# Dueling DQN

Dueling Deep Q-Networks takes a new approach to estimating Q values. One can decompose the Q value formula into two parts:
1. The advantage function - The advantage of the taking an action in that state compared to other actions : $A(s,a) = Q(s,a) - V(s)$
2. The state value function - The value of the state i.e the expected cumulative reward to be recieved following a given policy : $V(s) = \sum_{a \in \mathcal{A}}Q(s,a)$

From the advantage function we can see that $Q(s,a) = A(s,a)+V(s)$ so what dueling DQN does, is separate the estimator into two streams - one being the Advantage function and the other being the state-value function and then combine these through an special aggregation layer to get the estimate of the Q function. 

![Architecture](https://paperswithcode.com/media/methods/Screen_Shot_2020-06-03_at_3.24.01_PM.png)

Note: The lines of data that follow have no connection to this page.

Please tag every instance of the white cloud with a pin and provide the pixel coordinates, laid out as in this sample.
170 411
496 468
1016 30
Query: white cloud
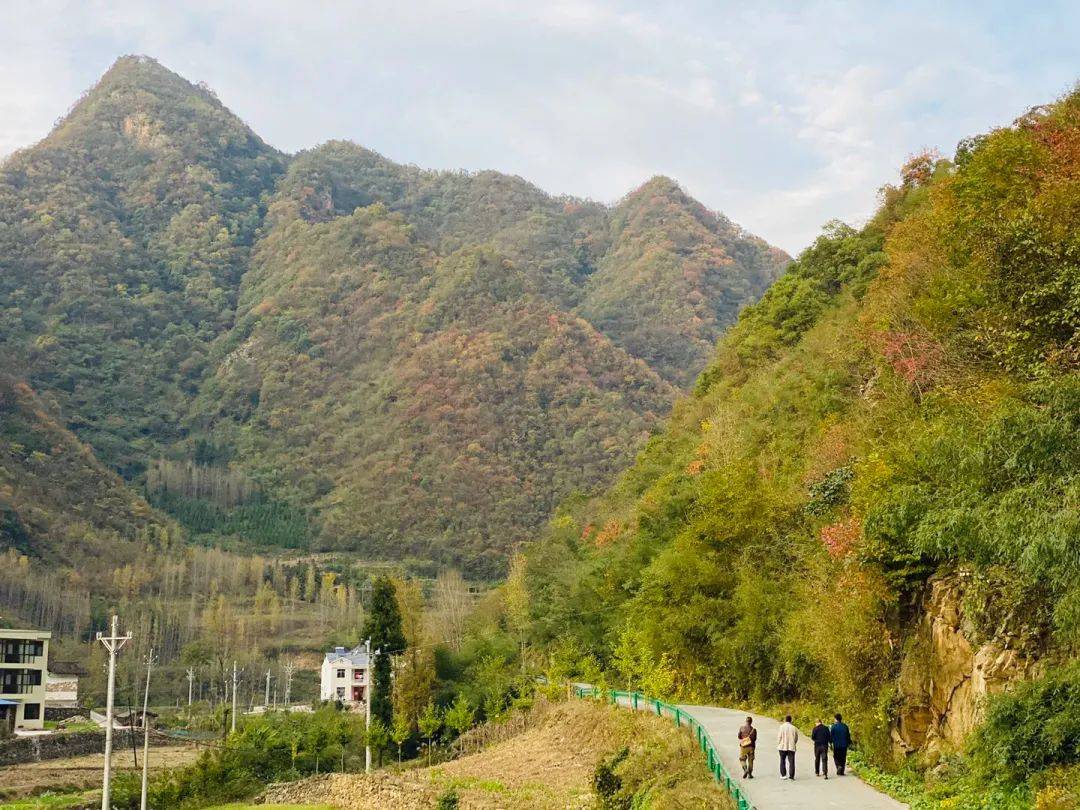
782 116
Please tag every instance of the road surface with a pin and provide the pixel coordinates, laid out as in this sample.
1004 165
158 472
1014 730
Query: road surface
767 790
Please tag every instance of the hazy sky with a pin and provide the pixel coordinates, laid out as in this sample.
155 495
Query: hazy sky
783 116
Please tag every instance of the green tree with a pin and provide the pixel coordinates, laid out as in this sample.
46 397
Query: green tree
401 731
459 716
383 628
429 723
378 737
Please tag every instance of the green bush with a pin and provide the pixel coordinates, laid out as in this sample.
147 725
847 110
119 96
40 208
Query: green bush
607 784
1033 728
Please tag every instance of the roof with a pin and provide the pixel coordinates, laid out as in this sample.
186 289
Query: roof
355 657
67 667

The reason for this decoupling of estimators is so that the DQN can learn separately which states are or are not valuable without the need to learn the effect of each action at each state. The authors stated that there is no point in learning/calculating action values if the entire state value is bad and can be avoided e.g why calculate all actions at one state when all these actions lead to death?

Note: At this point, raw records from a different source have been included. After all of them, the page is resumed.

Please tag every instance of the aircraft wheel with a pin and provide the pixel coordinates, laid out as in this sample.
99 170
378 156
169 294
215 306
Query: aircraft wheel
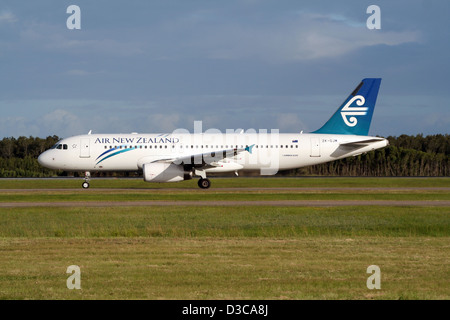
204 183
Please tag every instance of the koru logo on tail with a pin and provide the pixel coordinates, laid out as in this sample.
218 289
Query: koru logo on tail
347 110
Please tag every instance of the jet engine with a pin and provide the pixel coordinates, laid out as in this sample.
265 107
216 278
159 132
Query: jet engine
165 172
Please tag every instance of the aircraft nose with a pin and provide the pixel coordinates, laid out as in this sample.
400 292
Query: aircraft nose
44 159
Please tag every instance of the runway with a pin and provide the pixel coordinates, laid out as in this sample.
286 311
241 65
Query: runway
193 203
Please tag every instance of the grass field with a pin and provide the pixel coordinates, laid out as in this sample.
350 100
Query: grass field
207 252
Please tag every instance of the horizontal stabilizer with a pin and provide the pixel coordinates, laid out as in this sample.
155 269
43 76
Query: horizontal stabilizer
360 143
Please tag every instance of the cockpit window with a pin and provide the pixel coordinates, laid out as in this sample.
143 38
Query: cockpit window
60 146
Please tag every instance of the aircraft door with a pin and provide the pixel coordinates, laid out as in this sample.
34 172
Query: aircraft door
315 147
85 148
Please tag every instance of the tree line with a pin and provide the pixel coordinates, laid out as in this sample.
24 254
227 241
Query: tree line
405 156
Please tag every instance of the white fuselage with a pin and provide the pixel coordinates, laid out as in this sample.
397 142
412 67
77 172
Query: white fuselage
268 153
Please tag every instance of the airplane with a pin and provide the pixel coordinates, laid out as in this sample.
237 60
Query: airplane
180 155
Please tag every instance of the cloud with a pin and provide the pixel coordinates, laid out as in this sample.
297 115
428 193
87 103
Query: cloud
7 17
306 36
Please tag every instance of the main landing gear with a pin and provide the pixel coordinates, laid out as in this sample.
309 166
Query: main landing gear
204 183
87 178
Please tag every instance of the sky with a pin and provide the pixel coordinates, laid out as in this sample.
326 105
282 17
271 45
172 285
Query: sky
158 66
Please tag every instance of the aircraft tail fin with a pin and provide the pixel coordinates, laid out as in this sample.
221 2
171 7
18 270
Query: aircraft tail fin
355 114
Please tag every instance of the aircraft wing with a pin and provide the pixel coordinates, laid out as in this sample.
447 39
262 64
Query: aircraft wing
206 159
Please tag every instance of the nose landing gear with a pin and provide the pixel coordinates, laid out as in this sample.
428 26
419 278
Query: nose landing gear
87 178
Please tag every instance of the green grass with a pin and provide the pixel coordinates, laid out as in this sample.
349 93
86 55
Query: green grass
230 222
220 196
237 182
208 252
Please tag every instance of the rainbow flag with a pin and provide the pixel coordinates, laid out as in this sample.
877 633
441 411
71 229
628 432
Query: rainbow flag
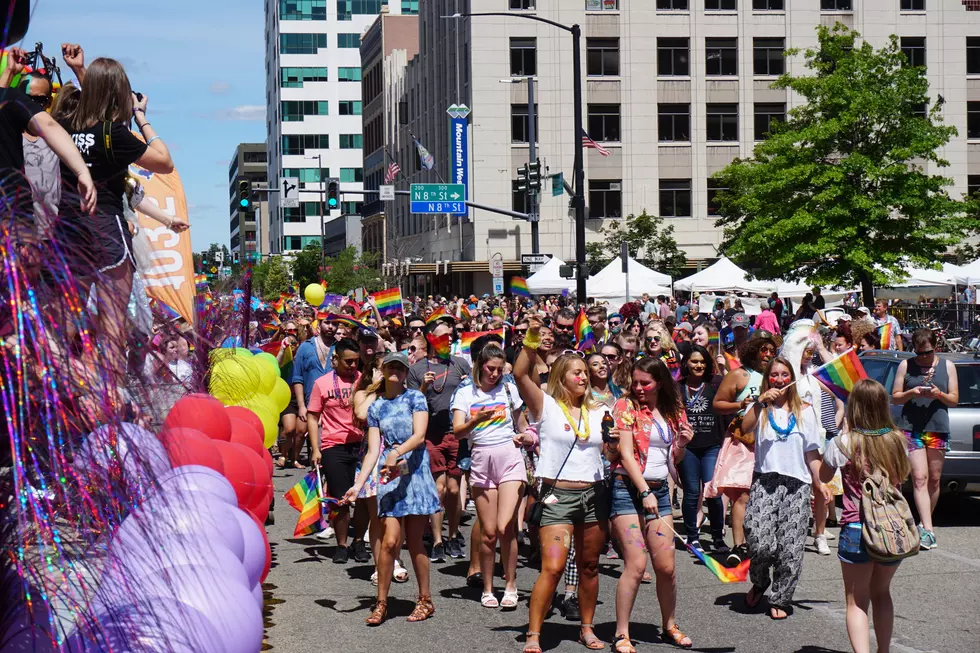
518 287
389 302
840 374
583 332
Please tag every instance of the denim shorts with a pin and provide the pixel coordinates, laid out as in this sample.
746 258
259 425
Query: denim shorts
850 547
626 499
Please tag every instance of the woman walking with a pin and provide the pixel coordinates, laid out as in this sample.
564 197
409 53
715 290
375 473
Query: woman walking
649 420
926 387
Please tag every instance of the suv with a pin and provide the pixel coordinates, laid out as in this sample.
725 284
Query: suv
961 471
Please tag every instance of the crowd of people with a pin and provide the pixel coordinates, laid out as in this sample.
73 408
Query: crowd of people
667 419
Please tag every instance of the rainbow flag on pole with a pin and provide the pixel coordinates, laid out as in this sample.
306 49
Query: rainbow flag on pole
840 374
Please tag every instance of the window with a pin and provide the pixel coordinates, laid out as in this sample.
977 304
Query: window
352 175
302 9
350 74
768 56
605 198
674 123
299 143
675 198
673 58
723 122
602 57
767 113
914 49
721 57
301 43
604 122
523 57
349 107
518 123
295 77
295 110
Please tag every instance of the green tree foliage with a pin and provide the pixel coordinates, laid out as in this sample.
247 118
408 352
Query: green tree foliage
839 194
650 242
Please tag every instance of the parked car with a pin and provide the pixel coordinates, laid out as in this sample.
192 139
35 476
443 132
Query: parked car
961 471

This decoupling is also useful in states where actions have no impact on the environment in any important or relevant way. In this situation there is no need to calculate the value for each action.

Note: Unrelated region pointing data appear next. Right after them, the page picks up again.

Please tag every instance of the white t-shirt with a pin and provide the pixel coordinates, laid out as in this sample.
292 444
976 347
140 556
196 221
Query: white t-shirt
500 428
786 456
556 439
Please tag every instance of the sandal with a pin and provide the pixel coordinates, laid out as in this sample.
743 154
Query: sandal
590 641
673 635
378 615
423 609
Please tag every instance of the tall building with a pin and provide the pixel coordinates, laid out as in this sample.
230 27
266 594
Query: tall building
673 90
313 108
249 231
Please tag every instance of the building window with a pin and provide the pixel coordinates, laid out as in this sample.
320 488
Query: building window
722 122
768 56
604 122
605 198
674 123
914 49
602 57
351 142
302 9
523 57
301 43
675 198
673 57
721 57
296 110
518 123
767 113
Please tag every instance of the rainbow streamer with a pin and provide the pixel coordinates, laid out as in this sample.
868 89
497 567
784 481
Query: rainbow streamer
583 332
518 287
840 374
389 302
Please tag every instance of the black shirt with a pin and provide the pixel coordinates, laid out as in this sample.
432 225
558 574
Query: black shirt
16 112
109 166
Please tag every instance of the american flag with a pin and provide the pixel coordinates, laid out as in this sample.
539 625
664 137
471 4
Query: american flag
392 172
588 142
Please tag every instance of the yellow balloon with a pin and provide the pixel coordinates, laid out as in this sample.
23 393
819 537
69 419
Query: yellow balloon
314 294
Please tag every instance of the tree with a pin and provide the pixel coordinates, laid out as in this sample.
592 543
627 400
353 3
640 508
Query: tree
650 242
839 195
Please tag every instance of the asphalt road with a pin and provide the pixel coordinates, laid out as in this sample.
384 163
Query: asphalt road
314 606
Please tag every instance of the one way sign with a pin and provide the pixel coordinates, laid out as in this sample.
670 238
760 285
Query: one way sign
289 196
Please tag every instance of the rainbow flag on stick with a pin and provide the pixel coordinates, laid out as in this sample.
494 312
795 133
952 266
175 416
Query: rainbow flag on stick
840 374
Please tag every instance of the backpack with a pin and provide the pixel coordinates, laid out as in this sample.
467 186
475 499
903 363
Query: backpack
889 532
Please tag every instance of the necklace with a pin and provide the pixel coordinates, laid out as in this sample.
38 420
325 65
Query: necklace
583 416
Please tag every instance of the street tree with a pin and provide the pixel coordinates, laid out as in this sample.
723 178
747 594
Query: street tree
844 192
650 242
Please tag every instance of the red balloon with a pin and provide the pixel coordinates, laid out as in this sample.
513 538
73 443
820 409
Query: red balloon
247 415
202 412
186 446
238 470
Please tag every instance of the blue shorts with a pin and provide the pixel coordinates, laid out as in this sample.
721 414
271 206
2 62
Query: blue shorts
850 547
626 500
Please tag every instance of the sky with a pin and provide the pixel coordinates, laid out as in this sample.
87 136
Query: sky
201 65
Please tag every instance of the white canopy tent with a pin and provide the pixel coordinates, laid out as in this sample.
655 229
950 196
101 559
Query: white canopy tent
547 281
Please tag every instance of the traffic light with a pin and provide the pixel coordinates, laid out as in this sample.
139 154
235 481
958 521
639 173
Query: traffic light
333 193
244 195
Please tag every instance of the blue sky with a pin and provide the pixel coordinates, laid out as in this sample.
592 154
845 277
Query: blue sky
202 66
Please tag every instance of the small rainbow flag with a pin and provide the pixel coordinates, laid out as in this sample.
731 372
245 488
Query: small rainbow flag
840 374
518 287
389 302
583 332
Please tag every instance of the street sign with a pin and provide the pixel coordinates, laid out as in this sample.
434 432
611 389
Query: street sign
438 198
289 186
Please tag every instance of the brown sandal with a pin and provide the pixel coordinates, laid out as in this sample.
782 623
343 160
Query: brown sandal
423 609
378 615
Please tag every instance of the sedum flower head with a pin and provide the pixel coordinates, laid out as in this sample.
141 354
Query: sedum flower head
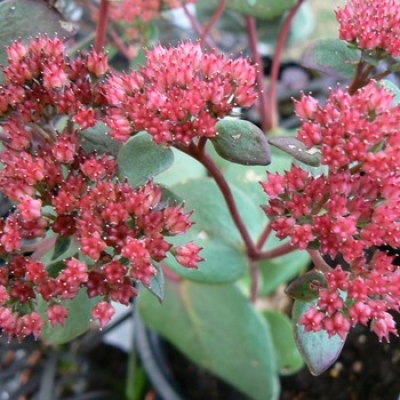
350 209
371 24
179 95
64 192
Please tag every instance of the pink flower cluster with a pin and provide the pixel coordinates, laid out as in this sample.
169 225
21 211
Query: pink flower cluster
179 95
350 209
371 24
63 192
147 10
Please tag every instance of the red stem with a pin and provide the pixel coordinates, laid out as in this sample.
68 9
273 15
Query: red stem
264 236
215 172
214 19
276 62
101 26
264 106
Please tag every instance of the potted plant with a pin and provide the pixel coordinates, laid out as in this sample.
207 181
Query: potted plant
147 187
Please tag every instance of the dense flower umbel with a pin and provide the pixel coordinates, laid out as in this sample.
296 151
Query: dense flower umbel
371 24
62 191
179 95
350 209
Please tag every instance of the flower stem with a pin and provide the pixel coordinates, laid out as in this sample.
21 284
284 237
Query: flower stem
226 191
264 236
101 26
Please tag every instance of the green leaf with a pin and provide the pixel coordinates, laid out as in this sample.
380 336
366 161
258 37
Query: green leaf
96 139
393 88
219 329
331 56
64 248
214 230
241 142
306 287
140 159
248 178
318 350
77 322
28 18
297 149
183 169
289 359
261 9
280 270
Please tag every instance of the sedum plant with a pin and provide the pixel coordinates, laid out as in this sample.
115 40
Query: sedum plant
144 183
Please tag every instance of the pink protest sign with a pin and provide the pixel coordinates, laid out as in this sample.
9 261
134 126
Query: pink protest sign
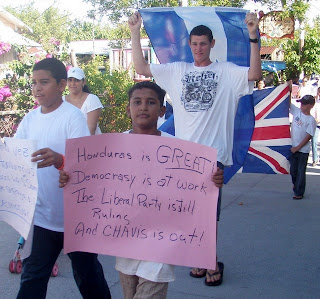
143 197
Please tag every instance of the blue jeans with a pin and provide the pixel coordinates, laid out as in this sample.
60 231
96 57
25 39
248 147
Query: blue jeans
221 166
46 247
315 145
298 166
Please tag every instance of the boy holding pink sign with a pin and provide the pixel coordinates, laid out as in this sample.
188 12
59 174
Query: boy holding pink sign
50 125
145 279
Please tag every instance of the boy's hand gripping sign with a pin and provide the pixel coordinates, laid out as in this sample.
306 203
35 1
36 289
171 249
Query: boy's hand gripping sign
142 197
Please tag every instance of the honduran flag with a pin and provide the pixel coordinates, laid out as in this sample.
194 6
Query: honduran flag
168 30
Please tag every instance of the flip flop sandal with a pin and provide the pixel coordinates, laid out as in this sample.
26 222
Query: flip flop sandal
216 282
198 275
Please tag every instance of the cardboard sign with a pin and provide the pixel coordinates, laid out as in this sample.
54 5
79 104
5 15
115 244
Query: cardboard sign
18 183
143 197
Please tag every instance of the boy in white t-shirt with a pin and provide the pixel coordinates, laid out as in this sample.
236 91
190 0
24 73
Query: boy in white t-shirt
50 125
303 127
143 279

![Example](https://miro.medium.com/max/928/1*TJrgh57v6919Ck5ZGSWZ4g.png)

The figure above is an example of the benefit - the advantage stream only learns to pay attention when cars are immediately in front of it so that it can avoid collisions but otherwise it is unnecessary to learn as actions have no relevant consequence on the environment.

The aggregation layer is important as it is the Q value is ultimately calculated - one might think it is as simple as $Q(s,a) = A(s,a)+V(s)$ but the issue with this is one of identifiability. Given a Q value we can't find A and V which is a problem for backpropagation. 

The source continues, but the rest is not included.